Embedding formulae for diffraction problems on square lattices

TL;DR

This paper introduces a Wiener--Hopf based embedding formula for diffraction problems on square lattices, enabling efficient solutions for various incident waves without re-solving boundary problems.

Contribution

The authors develop a general operator-based embedding formula for arbitrary obstacle configurations on lattices, extending the Wiener--Hopf method to discrete diffraction problems.

Findings

Explicit embedding formulas derived for canonical geometries.

Numerical validation confirms the accuracy of the embedding approach.

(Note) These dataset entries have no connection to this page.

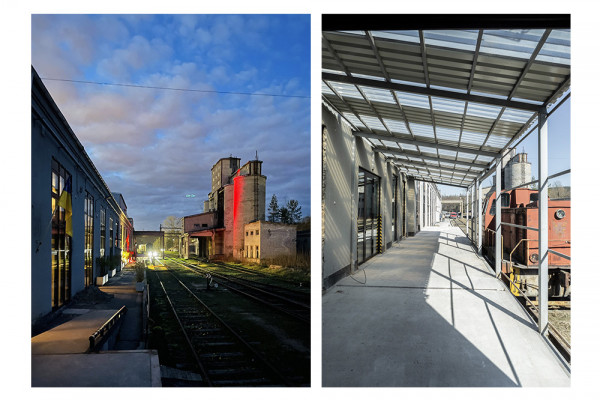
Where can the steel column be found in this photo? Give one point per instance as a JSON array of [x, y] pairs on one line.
[[498, 242], [479, 221], [467, 218], [543, 218]]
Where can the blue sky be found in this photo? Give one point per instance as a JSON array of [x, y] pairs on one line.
[[156, 146]]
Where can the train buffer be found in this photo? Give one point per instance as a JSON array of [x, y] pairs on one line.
[[430, 312]]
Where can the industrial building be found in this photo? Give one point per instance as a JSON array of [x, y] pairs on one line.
[[233, 222], [79, 229], [368, 202], [444, 100]]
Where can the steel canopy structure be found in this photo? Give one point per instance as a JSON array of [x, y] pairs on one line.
[[446, 101], [443, 105]]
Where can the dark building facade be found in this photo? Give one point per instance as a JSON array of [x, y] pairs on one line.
[[75, 238]]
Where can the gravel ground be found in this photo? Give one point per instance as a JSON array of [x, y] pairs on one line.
[[561, 320]]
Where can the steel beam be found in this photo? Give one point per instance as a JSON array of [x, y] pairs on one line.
[[543, 222], [467, 218], [438, 182], [385, 149], [433, 167], [353, 80], [498, 242], [397, 139], [479, 221]]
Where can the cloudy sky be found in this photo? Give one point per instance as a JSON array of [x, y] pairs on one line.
[[155, 146]]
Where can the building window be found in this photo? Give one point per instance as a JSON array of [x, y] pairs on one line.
[[61, 242], [88, 212], [102, 232], [110, 238], [368, 215]]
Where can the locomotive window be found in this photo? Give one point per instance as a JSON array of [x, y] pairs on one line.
[[533, 197], [504, 199]]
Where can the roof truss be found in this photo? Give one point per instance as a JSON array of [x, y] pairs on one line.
[[436, 102]]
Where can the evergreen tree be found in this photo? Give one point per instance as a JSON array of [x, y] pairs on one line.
[[294, 211], [273, 210], [284, 215]]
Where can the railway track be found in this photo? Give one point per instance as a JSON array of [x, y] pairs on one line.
[[558, 316], [215, 351], [292, 303], [247, 271]]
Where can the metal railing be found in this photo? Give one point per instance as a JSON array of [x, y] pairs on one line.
[[536, 311], [102, 333]]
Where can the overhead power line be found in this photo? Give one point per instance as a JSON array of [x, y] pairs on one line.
[[170, 88]]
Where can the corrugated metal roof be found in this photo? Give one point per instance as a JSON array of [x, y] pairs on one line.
[[443, 104]]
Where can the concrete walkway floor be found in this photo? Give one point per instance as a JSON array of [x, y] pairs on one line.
[[429, 312]]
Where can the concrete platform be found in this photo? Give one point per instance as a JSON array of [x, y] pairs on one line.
[[133, 368], [73, 336], [429, 312], [59, 356]]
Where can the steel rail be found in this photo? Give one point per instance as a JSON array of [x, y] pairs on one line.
[[247, 345], [261, 274], [250, 285], [559, 254], [187, 338], [536, 311], [282, 298]]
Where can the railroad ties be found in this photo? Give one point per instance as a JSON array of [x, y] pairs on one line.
[[216, 353]]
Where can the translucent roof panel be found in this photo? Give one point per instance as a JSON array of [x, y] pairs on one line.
[[377, 78], [482, 110], [557, 48], [448, 165], [403, 36], [396, 126], [518, 43], [373, 122], [452, 117], [409, 83], [346, 90], [333, 71], [485, 158], [448, 105], [422, 130], [497, 141], [447, 133], [425, 149], [325, 89], [466, 156], [390, 144], [378, 95], [447, 153], [355, 121], [409, 147], [518, 116], [455, 39], [413, 100]]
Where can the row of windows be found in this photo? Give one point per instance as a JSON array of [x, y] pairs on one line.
[[252, 251]]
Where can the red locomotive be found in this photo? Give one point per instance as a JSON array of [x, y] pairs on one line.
[[520, 246]]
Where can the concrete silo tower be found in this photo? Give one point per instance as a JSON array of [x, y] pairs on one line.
[[249, 187]]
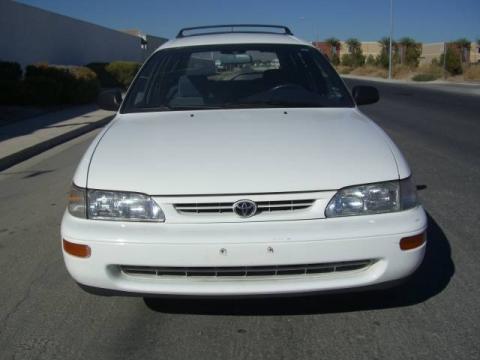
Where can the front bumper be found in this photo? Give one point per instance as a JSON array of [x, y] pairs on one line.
[[319, 241]]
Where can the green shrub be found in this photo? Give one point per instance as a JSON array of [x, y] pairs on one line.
[[51, 85], [123, 71], [370, 60], [335, 60], [41, 91], [353, 60], [104, 77], [10, 76], [424, 77], [454, 63], [86, 86]]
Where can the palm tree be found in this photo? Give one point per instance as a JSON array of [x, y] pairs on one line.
[[354, 46], [334, 44], [382, 58], [410, 51], [463, 44]]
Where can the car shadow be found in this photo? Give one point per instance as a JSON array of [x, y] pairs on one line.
[[430, 279]]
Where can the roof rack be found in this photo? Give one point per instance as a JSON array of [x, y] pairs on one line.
[[230, 29]]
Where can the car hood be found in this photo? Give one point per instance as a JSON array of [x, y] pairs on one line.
[[241, 152]]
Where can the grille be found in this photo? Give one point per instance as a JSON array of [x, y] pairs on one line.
[[227, 207], [246, 271]]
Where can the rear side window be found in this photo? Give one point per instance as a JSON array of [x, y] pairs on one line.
[[236, 76]]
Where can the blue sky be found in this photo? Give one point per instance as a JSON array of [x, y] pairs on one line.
[[424, 20]]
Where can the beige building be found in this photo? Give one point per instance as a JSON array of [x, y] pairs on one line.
[[431, 51]]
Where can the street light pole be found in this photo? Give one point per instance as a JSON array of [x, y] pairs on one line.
[[391, 35]]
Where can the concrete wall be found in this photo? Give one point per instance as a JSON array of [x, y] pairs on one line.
[[30, 35], [371, 48], [368, 48], [474, 52]]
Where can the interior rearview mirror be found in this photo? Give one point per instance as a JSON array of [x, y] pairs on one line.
[[110, 99], [365, 95]]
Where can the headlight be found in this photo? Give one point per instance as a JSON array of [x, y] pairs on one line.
[[115, 205], [373, 199], [77, 202]]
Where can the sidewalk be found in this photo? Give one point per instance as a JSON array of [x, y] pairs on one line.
[[442, 85], [24, 139]]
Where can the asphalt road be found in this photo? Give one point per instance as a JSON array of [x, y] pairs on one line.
[[44, 315]]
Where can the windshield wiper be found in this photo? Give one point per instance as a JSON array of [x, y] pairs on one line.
[[194, 107], [273, 103]]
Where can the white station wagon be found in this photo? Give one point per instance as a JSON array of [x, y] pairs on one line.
[[238, 163]]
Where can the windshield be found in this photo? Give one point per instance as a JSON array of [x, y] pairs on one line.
[[236, 76]]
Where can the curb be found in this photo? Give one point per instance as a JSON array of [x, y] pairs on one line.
[[27, 153]]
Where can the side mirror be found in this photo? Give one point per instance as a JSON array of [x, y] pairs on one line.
[[110, 99], [365, 95]]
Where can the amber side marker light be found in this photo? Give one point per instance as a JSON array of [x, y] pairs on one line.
[[412, 242], [76, 249]]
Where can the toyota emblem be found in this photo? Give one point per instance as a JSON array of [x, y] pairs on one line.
[[245, 208]]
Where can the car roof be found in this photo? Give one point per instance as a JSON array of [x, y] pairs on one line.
[[233, 38]]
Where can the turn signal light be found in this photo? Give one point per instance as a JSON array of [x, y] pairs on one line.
[[78, 250], [412, 242]]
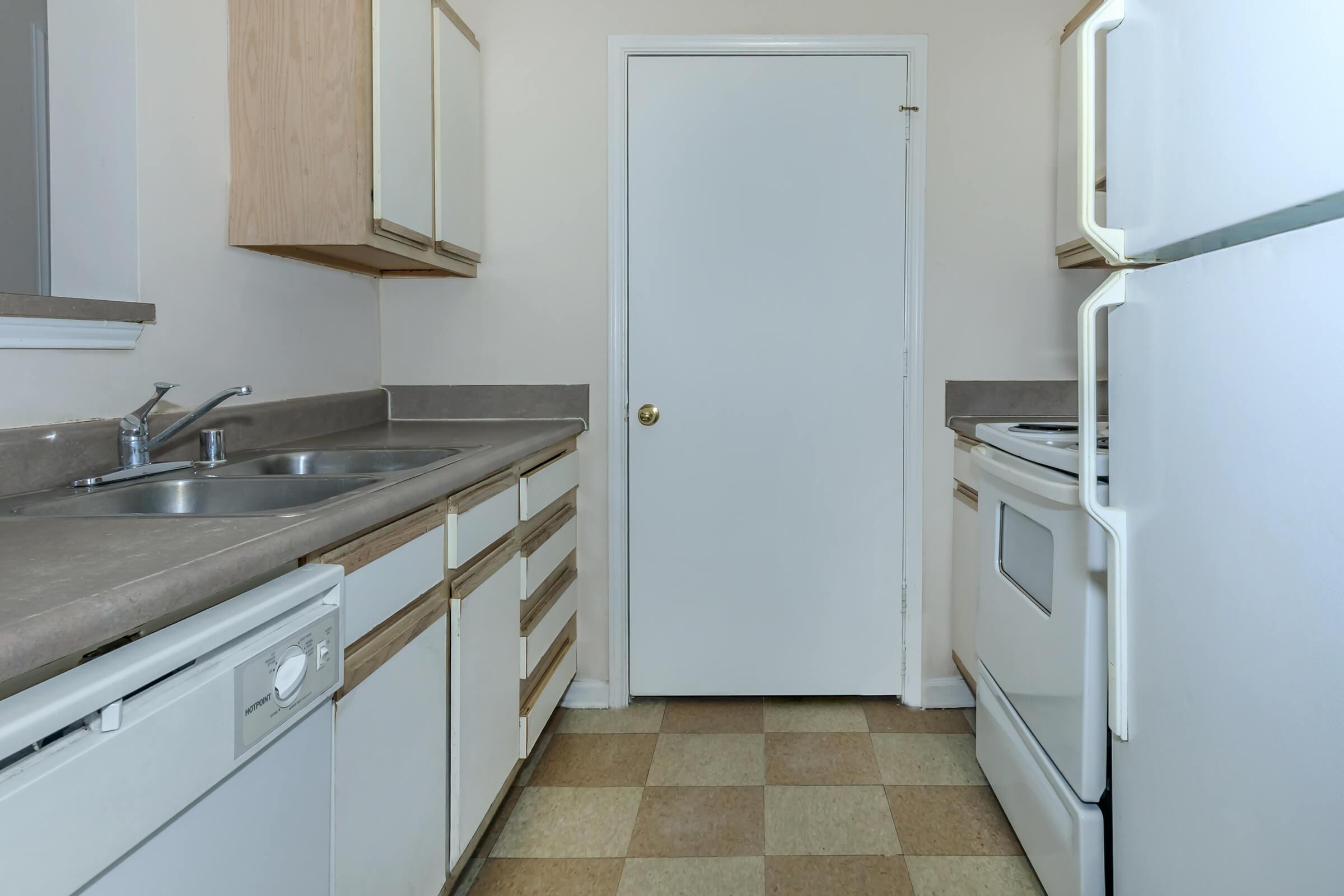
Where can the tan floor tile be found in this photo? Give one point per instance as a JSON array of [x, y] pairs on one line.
[[502, 816], [525, 774], [928, 759], [814, 713], [643, 716], [890, 716], [972, 876], [699, 821], [744, 876], [952, 821], [549, 878], [709, 760], [570, 823], [698, 716], [828, 821], [820, 759], [596, 760], [837, 876]]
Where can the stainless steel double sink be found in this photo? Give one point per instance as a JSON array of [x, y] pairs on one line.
[[270, 484]]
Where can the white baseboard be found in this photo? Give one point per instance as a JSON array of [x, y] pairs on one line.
[[586, 693], [946, 693]]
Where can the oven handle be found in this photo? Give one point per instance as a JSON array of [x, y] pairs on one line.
[[1108, 241], [1112, 519]]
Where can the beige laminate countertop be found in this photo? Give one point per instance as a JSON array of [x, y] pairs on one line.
[[69, 585]]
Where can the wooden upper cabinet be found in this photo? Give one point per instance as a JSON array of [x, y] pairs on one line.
[[337, 140], [458, 137]]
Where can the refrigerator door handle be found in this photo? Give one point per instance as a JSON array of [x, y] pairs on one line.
[[1108, 241], [1112, 519]]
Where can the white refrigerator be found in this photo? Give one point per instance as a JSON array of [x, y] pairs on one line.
[[1225, 146]]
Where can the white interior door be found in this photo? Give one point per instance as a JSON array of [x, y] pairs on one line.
[[767, 323]]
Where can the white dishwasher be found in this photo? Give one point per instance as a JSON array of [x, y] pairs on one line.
[[197, 759]]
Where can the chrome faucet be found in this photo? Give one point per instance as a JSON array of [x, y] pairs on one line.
[[135, 442]]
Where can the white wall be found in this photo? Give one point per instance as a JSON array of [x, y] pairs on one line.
[[226, 316], [996, 307]]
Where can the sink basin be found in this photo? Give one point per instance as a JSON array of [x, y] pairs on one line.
[[337, 463], [202, 497]]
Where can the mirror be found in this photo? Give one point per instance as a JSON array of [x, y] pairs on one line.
[[25, 159]]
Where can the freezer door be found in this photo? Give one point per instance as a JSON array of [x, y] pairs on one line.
[[1225, 123], [1225, 408]]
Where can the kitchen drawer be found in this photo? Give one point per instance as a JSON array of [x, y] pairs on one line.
[[1061, 834], [388, 568], [545, 627], [548, 547], [480, 516], [545, 486], [538, 710], [483, 749]]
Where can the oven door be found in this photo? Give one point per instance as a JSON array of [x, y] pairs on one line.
[[1040, 627]]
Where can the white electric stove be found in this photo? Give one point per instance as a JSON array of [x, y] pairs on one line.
[[1052, 444]]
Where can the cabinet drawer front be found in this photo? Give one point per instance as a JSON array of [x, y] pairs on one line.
[[535, 715], [390, 774], [474, 530], [548, 483], [548, 550], [484, 695], [552, 618], [380, 589]]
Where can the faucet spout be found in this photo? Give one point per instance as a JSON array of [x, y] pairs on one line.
[[192, 417]]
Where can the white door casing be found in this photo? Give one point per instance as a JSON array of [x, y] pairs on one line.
[[811, 452]]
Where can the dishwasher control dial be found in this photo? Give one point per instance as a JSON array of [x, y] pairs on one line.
[[290, 675]]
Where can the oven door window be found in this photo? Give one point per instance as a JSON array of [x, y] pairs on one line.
[[1027, 555]]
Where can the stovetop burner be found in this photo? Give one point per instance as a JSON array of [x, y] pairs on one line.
[[1045, 428]]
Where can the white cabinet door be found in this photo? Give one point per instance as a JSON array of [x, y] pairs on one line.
[[458, 137], [404, 139], [484, 707], [1225, 123], [391, 766]]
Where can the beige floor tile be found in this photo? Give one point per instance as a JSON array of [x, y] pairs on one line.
[[502, 816], [837, 876], [549, 878], [570, 823], [890, 716], [928, 759], [596, 760], [828, 821], [741, 876], [468, 878], [701, 716], [709, 760], [814, 713], [952, 821], [820, 759], [699, 823], [525, 774], [972, 876], [642, 716]]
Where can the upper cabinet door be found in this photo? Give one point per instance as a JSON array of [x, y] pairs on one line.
[[404, 140], [458, 136], [1226, 123]]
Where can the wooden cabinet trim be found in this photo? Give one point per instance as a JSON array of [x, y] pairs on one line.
[[548, 601], [482, 492], [550, 527], [366, 548], [474, 577], [461, 26], [550, 671], [367, 655]]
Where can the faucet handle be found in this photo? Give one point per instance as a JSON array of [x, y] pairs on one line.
[[136, 419]]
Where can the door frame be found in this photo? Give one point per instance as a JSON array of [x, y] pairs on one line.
[[620, 49]]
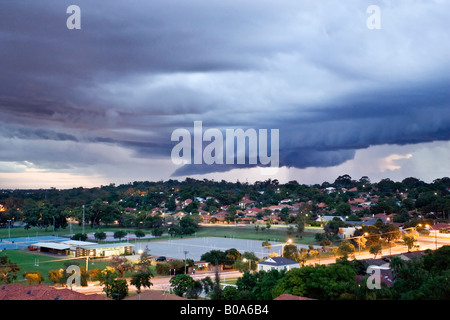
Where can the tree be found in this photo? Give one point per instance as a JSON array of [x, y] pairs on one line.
[[119, 289], [100, 235], [106, 278], [230, 293], [346, 249], [79, 236], [141, 279], [181, 283], [8, 270], [290, 251], [410, 239], [188, 225], [33, 277], [139, 234], [119, 234], [375, 250], [121, 265], [217, 289], [215, 257]]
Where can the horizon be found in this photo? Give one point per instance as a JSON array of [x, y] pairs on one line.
[[93, 93], [331, 182]]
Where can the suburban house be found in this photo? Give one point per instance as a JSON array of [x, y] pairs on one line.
[[43, 292], [66, 247], [278, 263], [104, 250]]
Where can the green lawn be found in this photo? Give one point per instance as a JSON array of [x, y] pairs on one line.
[[35, 231], [249, 232], [28, 261]]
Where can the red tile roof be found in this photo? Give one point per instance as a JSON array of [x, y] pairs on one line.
[[43, 292], [286, 296]]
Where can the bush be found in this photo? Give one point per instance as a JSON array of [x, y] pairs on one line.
[[162, 269]]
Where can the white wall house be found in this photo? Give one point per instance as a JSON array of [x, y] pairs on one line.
[[278, 263]]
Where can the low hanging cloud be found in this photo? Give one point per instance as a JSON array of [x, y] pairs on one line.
[[137, 71]]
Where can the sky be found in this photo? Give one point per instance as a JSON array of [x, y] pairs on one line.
[[98, 105]]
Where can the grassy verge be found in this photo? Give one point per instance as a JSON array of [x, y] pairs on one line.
[[28, 261]]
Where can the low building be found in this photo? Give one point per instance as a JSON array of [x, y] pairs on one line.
[[43, 292], [66, 247], [278, 263], [104, 250]]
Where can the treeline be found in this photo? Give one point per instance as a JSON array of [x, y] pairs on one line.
[[105, 205], [424, 278]]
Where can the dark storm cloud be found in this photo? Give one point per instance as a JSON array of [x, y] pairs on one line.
[[137, 70]]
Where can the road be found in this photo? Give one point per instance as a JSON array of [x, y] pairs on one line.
[[161, 282]]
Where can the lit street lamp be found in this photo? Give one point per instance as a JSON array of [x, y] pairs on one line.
[[9, 230]]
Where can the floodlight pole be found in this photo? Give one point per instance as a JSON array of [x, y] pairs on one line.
[[185, 253]]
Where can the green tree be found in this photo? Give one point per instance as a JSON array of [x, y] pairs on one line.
[[8, 270], [181, 283], [119, 289], [100, 235], [215, 257], [141, 279], [188, 225], [346, 249], [119, 234]]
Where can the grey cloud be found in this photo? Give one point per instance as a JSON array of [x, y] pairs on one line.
[[137, 71]]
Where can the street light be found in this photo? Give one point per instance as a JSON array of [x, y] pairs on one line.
[[289, 241], [9, 230], [185, 253], [249, 263]]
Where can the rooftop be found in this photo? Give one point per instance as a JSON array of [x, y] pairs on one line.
[[43, 292]]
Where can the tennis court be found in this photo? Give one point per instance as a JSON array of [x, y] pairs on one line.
[[23, 242], [196, 247]]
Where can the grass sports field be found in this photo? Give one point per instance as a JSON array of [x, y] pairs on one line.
[[29, 261]]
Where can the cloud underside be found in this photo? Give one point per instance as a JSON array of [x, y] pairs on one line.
[[135, 73]]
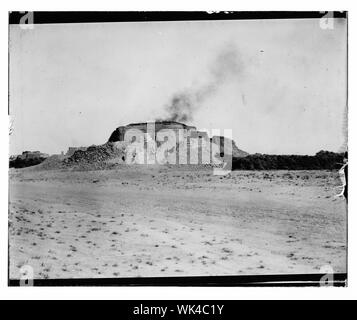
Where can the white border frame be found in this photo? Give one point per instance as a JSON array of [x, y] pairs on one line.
[[135, 293]]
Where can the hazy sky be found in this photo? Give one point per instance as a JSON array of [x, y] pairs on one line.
[[280, 85]]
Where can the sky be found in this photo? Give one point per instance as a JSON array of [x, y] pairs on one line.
[[279, 85]]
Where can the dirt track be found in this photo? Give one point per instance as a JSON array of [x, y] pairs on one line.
[[160, 221]]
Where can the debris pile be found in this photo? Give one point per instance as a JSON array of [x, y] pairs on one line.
[[97, 157]]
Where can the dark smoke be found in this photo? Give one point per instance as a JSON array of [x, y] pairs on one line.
[[183, 104]]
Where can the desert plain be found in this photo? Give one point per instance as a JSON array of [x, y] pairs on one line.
[[149, 221]]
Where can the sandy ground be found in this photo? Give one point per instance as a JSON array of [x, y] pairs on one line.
[[158, 221]]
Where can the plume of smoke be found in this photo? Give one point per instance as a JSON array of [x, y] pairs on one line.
[[183, 104]]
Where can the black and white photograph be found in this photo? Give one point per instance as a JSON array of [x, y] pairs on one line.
[[177, 145]]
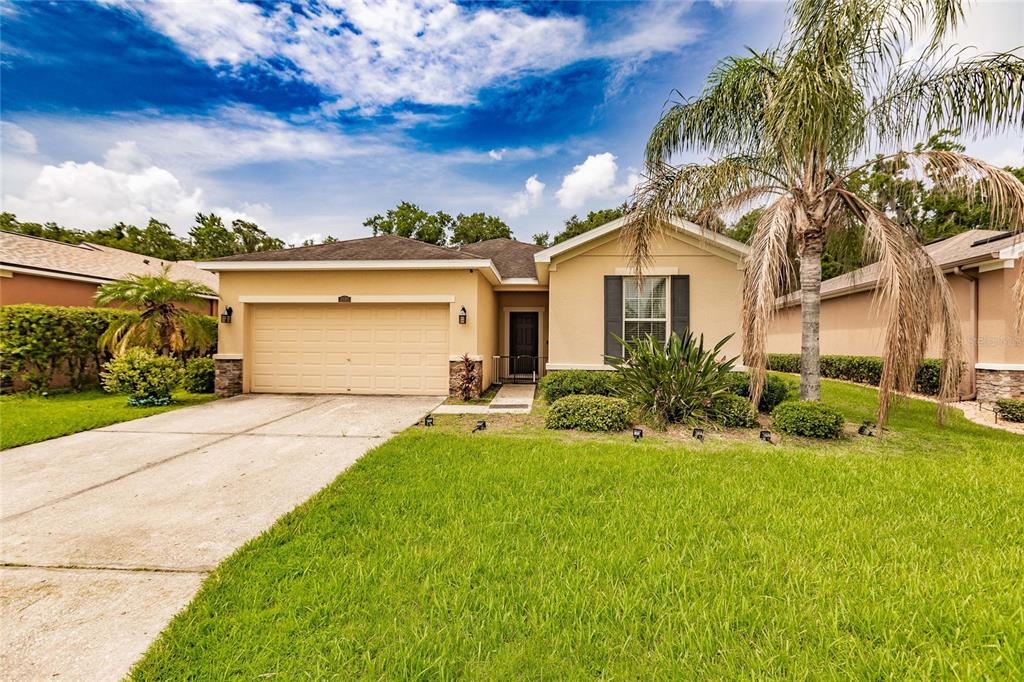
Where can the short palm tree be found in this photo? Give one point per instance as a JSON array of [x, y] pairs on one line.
[[788, 126], [164, 322]]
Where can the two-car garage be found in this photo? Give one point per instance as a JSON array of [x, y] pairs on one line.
[[375, 348]]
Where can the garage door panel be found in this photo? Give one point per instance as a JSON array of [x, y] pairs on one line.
[[360, 348]]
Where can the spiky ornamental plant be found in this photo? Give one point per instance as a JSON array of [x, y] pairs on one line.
[[790, 125], [164, 323]]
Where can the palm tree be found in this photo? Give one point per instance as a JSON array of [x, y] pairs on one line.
[[164, 323], [787, 127]]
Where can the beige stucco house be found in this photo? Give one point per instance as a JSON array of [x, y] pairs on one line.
[[392, 315], [981, 266]]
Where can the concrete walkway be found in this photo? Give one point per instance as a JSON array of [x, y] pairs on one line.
[[105, 535], [510, 399]]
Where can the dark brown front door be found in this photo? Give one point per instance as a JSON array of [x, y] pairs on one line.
[[524, 340]]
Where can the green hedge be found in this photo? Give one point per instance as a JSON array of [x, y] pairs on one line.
[[1011, 410], [143, 376], [589, 413], [199, 375], [577, 382], [39, 343], [860, 369], [813, 420], [732, 410]]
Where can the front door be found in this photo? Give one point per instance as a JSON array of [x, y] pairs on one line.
[[524, 335]]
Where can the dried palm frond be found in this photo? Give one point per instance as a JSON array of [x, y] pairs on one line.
[[767, 270]]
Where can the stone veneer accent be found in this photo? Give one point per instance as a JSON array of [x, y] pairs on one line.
[[455, 367], [995, 384], [227, 377]]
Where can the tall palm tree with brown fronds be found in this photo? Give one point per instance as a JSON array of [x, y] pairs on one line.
[[164, 323], [787, 127]]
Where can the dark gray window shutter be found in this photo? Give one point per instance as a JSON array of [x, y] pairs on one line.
[[612, 314], [680, 304]]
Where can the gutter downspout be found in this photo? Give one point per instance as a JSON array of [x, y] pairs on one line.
[[973, 279]]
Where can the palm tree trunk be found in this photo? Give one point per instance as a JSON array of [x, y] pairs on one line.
[[810, 310]]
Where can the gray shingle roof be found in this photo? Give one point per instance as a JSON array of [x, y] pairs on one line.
[[957, 250], [385, 247], [511, 258]]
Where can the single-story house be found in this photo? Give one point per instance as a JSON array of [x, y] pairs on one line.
[[387, 314], [981, 266], [34, 269]]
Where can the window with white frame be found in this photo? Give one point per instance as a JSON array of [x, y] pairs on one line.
[[645, 308]]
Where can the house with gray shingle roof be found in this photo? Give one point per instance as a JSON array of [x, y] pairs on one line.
[[981, 266]]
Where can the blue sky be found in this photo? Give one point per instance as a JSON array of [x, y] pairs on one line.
[[311, 117]]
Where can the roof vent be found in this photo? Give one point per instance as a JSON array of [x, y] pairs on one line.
[[993, 238]]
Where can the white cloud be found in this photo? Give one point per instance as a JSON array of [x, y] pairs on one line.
[[595, 178], [526, 200], [126, 187], [373, 54], [16, 139]]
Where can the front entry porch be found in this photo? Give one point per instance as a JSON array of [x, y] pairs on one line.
[[522, 338]]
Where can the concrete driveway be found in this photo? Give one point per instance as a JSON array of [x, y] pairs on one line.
[[105, 535]]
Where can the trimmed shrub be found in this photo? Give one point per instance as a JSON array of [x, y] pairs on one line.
[[860, 369], [813, 420], [929, 376], [1011, 410], [775, 390], [589, 413], [198, 376], [142, 375], [735, 411], [577, 382], [673, 382]]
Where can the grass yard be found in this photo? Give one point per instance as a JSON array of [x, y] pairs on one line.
[[26, 419], [518, 553]]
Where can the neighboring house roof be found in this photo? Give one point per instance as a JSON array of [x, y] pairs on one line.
[[682, 226], [90, 262], [513, 259], [972, 247]]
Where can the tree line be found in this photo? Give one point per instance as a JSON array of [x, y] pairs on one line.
[[208, 237]]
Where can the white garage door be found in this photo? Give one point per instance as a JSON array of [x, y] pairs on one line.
[[350, 348]]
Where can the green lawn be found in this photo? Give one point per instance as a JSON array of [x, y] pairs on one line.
[[523, 554], [26, 419]]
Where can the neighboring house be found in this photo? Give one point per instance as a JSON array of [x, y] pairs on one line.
[[387, 314], [34, 269], [981, 266]]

Method offers efficient solutions for multiple incident wave directions.

Abstract

We develop embedding formulae for all possible diffraction problems with Dirichlet scatterers on square lattices using the Wiener--Hopf perspective. The embedding formula expresses solutions for arbitrary plane-wave incidence in terms of a finite set of auxiliary problems, eliminating the need to re-solve boundary value problems for each incidence angle. First we derive explicit embedding formulae for canonical geometries including the half-plane, finite strip, and right-angled wedge. We then generalize the method through an operator-based approach, obtaining embedding formula for arbitrary configurations of obstacles on lattices. This general embedding formula is a key difference from the continuous setting where this is currently not possible. To validate the theory, we perform numerical experiments, confirming agreement with the results derived using the embedding formula. The results highlight the efficiency and generality of the Wiener--Hopf approach in discrete diffraction theory, with potential applications in inverse problems and other areas of physics and mathematics.